Just wow. Thank you so much for stepping in and helping him get some solid footing! It is so unfortunate today that endos are so hard to get in with — when you need them, let alone in a time of crisis. Thank you and your neighbor friend to paying it forward by being second and third mamas! Kudos to you both!
OMG, @laceyma, you are godsent. Thank goodness for benevolent neighbors. I have to believe that good karma comes around.
It troubles me deeply when healthcare fails to do what a few good volunteers can do for free.
@laceyma - Well done
It’s stories like this, and people like you who give me hope for humanity.
Unlike the indifference many would show, you’ve stepped up and are doing infinitely more to help this young man than those at the hospital.
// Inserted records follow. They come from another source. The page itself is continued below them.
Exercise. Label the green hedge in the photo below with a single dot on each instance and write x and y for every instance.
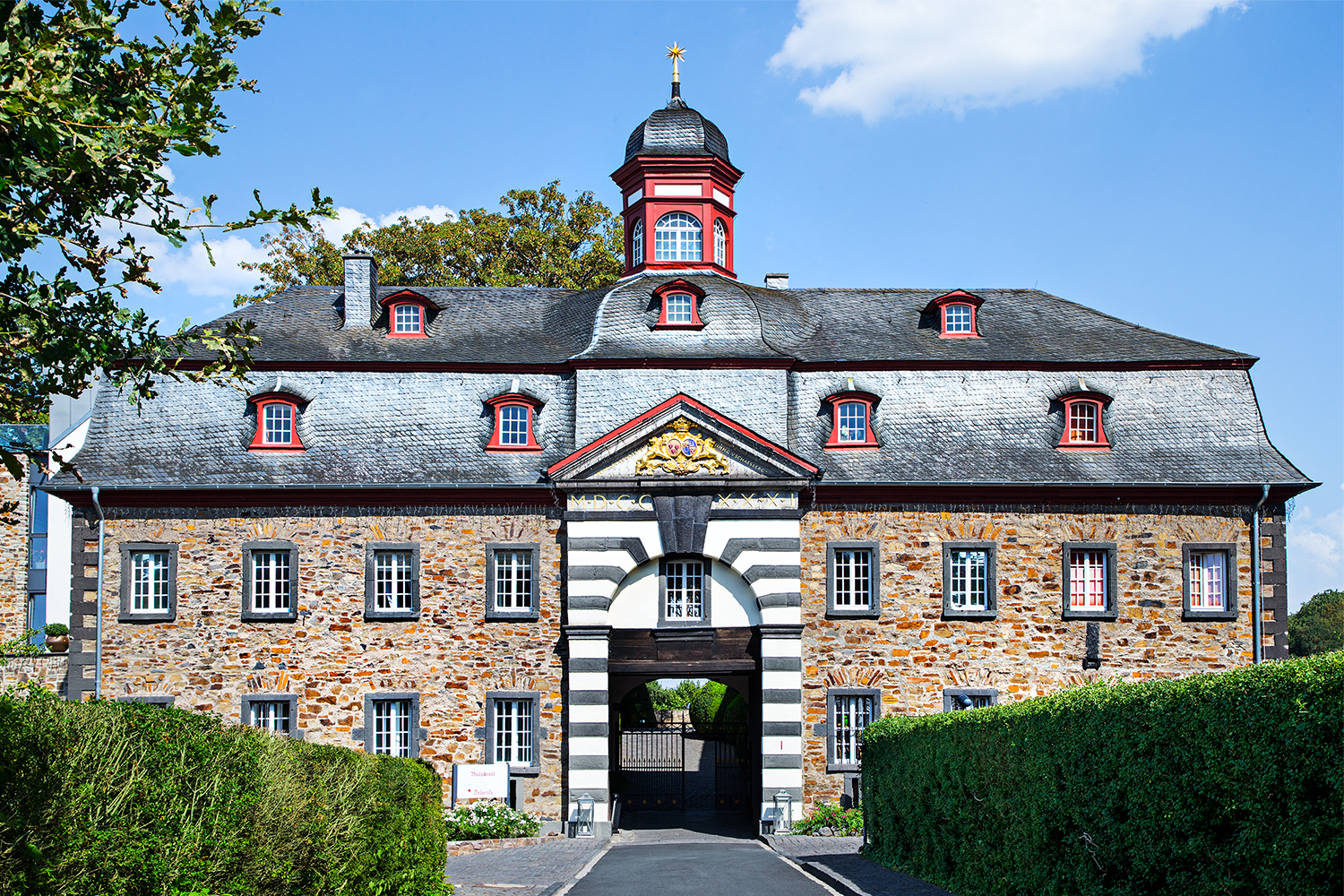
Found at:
(1217, 783)
(129, 799)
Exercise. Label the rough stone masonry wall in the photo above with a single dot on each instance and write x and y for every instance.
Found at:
(331, 657)
(911, 653)
(13, 557)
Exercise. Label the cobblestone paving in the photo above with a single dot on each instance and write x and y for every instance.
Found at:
(840, 857)
(524, 871)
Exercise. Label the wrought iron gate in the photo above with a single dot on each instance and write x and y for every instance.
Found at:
(653, 774)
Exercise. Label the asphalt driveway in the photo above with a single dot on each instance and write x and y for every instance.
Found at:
(695, 869)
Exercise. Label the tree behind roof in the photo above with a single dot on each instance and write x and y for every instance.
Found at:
(542, 238)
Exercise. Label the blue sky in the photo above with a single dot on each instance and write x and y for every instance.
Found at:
(1177, 166)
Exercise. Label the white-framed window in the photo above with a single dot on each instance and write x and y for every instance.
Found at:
(513, 737)
(852, 573)
(392, 727)
(408, 319)
(968, 584)
(957, 319)
(677, 238)
(394, 579)
(679, 308)
(854, 422)
(1082, 422)
(279, 424)
(685, 590)
(1207, 581)
(271, 715)
(513, 581)
(151, 583)
(849, 715)
(513, 424)
(1088, 579)
(271, 581)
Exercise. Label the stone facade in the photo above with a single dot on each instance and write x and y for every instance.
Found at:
(331, 657)
(911, 653)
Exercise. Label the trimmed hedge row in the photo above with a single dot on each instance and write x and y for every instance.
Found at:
(1217, 783)
(134, 799)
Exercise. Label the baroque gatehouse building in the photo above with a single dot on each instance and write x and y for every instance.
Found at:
(461, 524)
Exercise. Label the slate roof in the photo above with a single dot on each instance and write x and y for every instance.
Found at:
(951, 410)
(529, 325)
(676, 131)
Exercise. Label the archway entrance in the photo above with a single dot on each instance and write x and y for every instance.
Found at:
(696, 756)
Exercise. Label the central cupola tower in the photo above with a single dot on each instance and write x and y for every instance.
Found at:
(676, 190)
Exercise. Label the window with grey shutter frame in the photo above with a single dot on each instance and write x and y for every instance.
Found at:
(513, 576)
(392, 581)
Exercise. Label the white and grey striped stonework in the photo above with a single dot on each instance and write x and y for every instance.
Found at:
(781, 713)
(763, 552)
(588, 720)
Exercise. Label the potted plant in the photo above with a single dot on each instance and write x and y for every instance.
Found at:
(58, 637)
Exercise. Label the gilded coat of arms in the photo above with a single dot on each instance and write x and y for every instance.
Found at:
(682, 452)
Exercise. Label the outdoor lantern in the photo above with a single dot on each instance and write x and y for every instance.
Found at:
(782, 812)
(583, 826)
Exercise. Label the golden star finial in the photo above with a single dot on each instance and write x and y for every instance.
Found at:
(676, 54)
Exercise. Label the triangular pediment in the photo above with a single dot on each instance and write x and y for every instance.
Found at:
(682, 441)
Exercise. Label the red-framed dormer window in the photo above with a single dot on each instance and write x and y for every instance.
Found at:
(277, 424)
(515, 416)
(1083, 429)
(408, 314)
(957, 314)
(852, 421)
(679, 306)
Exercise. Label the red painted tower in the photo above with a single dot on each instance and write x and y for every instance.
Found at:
(676, 188)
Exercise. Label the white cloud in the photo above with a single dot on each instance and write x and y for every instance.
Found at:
(906, 56)
(1314, 554)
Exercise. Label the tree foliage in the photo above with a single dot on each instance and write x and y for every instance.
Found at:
(540, 238)
(89, 116)
(1317, 626)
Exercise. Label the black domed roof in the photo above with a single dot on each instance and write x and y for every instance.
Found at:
(676, 131)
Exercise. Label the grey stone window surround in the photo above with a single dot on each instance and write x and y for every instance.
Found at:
(371, 551)
(152, 699)
(148, 547)
(706, 591)
(991, 610)
(874, 608)
(1230, 583)
(491, 611)
(274, 546)
(247, 699)
(538, 732)
(832, 766)
(948, 694)
(1112, 610)
(366, 734)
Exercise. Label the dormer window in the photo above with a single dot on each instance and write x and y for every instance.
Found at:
(277, 424)
(677, 238)
(1083, 426)
(513, 418)
(679, 303)
(408, 314)
(957, 312)
(852, 421)
(408, 320)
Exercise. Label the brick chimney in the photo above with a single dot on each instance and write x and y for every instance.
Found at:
(360, 290)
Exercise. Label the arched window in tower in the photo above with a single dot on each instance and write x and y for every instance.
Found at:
(677, 238)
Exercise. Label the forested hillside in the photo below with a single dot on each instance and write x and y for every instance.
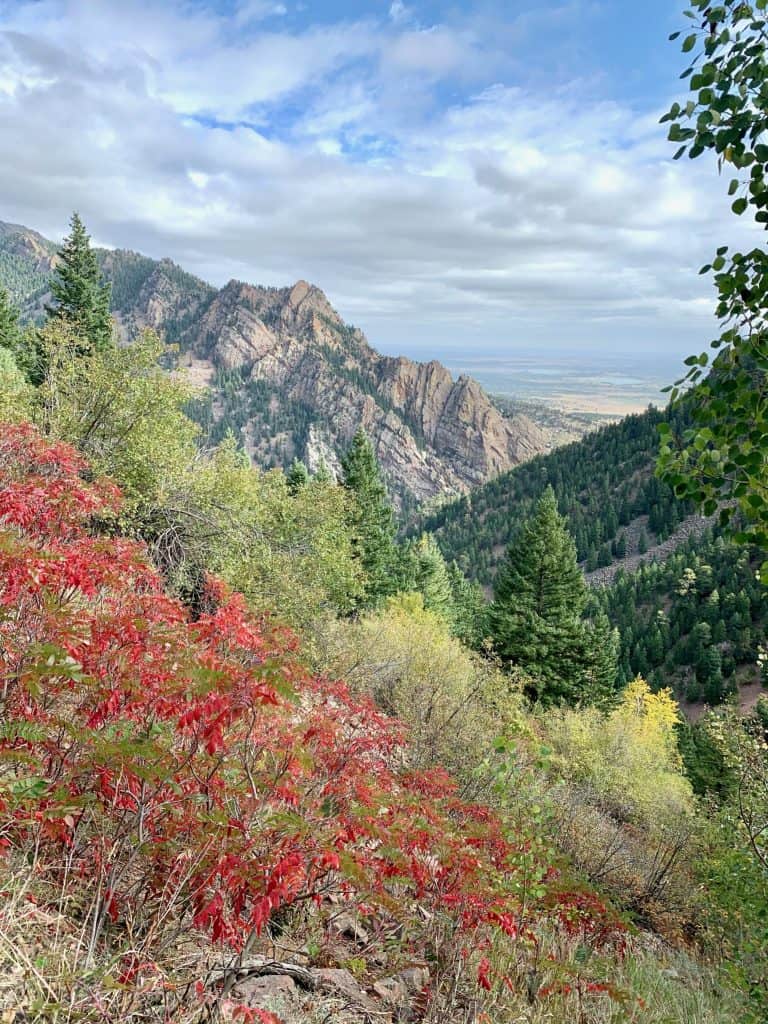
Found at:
(259, 763)
(603, 483)
(696, 622)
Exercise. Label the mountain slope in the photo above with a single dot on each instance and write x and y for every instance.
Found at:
(293, 380)
(604, 484)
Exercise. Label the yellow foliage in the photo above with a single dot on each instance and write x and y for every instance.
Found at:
(628, 756)
(455, 702)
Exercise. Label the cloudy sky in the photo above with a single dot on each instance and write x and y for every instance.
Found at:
(483, 174)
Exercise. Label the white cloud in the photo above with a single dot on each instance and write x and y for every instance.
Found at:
(399, 13)
(507, 213)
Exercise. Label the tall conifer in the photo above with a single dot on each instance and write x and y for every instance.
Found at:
(10, 333)
(372, 518)
(536, 619)
(81, 297)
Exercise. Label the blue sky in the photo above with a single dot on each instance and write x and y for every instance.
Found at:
(472, 175)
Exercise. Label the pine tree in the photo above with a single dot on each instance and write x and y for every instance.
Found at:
(601, 660)
(372, 520)
(297, 476)
(323, 474)
(81, 298)
(431, 578)
(10, 333)
(470, 608)
(536, 619)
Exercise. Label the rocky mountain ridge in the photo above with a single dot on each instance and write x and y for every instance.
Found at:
(294, 380)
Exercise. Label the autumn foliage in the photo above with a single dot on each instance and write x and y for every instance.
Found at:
(188, 769)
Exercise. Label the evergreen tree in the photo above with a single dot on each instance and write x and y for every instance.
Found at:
(372, 520)
(323, 474)
(81, 297)
(431, 578)
(297, 476)
(539, 597)
(10, 333)
(602, 643)
(470, 608)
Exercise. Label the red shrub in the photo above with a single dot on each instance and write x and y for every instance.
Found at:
(196, 764)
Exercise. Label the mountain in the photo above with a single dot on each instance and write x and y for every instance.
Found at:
(292, 379)
(604, 484)
(689, 609)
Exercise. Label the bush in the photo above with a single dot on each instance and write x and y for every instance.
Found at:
(164, 777)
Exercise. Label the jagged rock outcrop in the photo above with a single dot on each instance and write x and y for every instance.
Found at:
(299, 381)
(432, 434)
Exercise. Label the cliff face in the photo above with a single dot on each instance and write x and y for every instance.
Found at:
(296, 381)
(432, 434)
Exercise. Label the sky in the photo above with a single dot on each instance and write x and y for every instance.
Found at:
(479, 176)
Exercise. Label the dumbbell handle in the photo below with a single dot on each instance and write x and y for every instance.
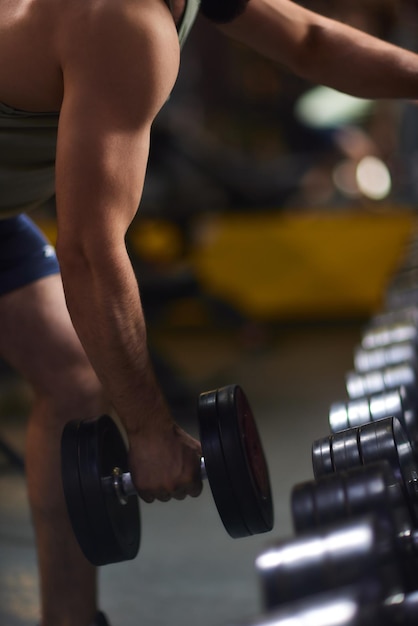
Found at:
(123, 486)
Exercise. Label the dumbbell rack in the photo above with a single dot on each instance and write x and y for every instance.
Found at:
(354, 558)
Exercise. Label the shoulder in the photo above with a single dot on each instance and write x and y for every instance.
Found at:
(119, 49)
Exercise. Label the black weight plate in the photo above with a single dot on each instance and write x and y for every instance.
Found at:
(216, 469)
(107, 530)
(245, 460)
(70, 473)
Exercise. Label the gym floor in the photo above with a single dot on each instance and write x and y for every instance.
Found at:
(188, 570)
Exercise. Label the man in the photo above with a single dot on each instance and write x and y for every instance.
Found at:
(107, 67)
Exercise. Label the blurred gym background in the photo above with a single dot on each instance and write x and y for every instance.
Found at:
(274, 214)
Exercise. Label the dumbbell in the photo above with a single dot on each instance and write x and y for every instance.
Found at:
(347, 495)
(398, 328)
(101, 499)
(399, 403)
(398, 317)
(384, 440)
(361, 551)
(366, 359)
(385, 379)
(342, 608)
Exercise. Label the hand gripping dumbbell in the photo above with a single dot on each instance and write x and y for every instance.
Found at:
(101, 499)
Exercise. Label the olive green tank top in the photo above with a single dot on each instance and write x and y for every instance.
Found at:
(28, 146)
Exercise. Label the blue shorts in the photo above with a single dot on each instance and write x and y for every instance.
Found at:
(25, 254)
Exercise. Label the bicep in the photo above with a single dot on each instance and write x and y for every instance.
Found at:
(115, 83)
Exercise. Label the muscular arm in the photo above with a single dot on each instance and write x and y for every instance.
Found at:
(325, 51)
(118, 72)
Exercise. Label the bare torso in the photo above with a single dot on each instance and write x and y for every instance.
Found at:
(30, 35)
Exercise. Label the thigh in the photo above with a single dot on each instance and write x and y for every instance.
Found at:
(37, 337)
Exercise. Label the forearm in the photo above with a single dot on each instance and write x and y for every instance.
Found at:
(105, 307)
(353, 62)
(326, 52)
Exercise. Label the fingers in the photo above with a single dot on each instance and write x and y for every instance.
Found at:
(180, 493)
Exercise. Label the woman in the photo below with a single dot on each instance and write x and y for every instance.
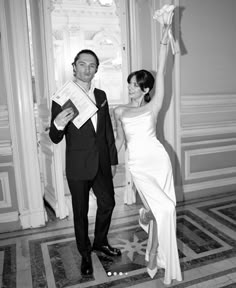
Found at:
(150, 166)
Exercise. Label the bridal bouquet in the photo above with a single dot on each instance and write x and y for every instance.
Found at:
(164, 16)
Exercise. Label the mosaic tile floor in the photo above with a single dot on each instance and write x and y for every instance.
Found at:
(48, 257)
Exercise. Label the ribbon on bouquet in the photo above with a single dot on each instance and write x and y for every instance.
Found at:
(164, 16)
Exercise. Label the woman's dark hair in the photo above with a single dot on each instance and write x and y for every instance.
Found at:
(145, 80)
(86, 51)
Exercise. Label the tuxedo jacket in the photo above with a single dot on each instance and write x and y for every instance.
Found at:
(87, 150)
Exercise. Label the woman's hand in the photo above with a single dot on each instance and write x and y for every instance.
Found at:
(165, 14)
(164, 17)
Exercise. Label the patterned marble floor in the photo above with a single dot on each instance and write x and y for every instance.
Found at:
(47, 257)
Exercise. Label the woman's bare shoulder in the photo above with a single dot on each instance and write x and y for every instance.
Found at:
(118, 111)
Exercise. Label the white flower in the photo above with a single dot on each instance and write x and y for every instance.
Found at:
(165, 14)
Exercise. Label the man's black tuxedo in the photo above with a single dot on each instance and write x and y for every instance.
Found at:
(89, 156)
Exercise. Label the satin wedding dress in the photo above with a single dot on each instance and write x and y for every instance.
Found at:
(151, 171)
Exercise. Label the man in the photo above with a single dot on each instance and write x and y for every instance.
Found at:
(91, 159)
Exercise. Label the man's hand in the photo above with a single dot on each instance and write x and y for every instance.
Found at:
(113, 170)
(64, 117)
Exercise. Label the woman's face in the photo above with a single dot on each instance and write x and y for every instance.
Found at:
(135, 91)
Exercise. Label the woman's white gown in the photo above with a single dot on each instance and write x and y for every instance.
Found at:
(151, 170)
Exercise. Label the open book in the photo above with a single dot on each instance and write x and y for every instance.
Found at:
(71, 95)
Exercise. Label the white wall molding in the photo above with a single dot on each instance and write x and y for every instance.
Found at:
(208, 114)
(6, 193)
(5, 148)
(17, 70)
(9, 217)
(190, 154)
(204, 185)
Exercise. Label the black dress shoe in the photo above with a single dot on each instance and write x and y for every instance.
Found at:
(86, 265)
(108, 250)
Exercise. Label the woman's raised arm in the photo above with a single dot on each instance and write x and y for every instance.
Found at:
(157, 98)
(120, 136)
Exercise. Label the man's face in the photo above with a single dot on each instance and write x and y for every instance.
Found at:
(85, 67)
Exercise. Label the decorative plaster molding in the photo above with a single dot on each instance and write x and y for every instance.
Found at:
(209, 184)
(207, 173)
(4, 182)
(5, 148)
(9, 217)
Personally, I think I prefer hospitals in Seoul, Korea. When I was admitted to the hospital, as per hospital custom, I brought all of my meds with me, including insulin and pump. The nurses wanted to know what meds I was taking, but assumed I knew what I was doing. Being admitted to US hospital, the nurse kept asking question after question about how my pump did calculations. When I could not answer one question, she suggested that they might ask me to remove the pump. I mentioned leaving AMA. She eventually left me alone.
As far as being admitted for outpatient surgery, the doc had no issue with pump but did want to do an IV to keep glucose level around 160 during procedure to be sure of no low during procedure.
What is AMA?
In this case it would most likely be Against Medical Advice.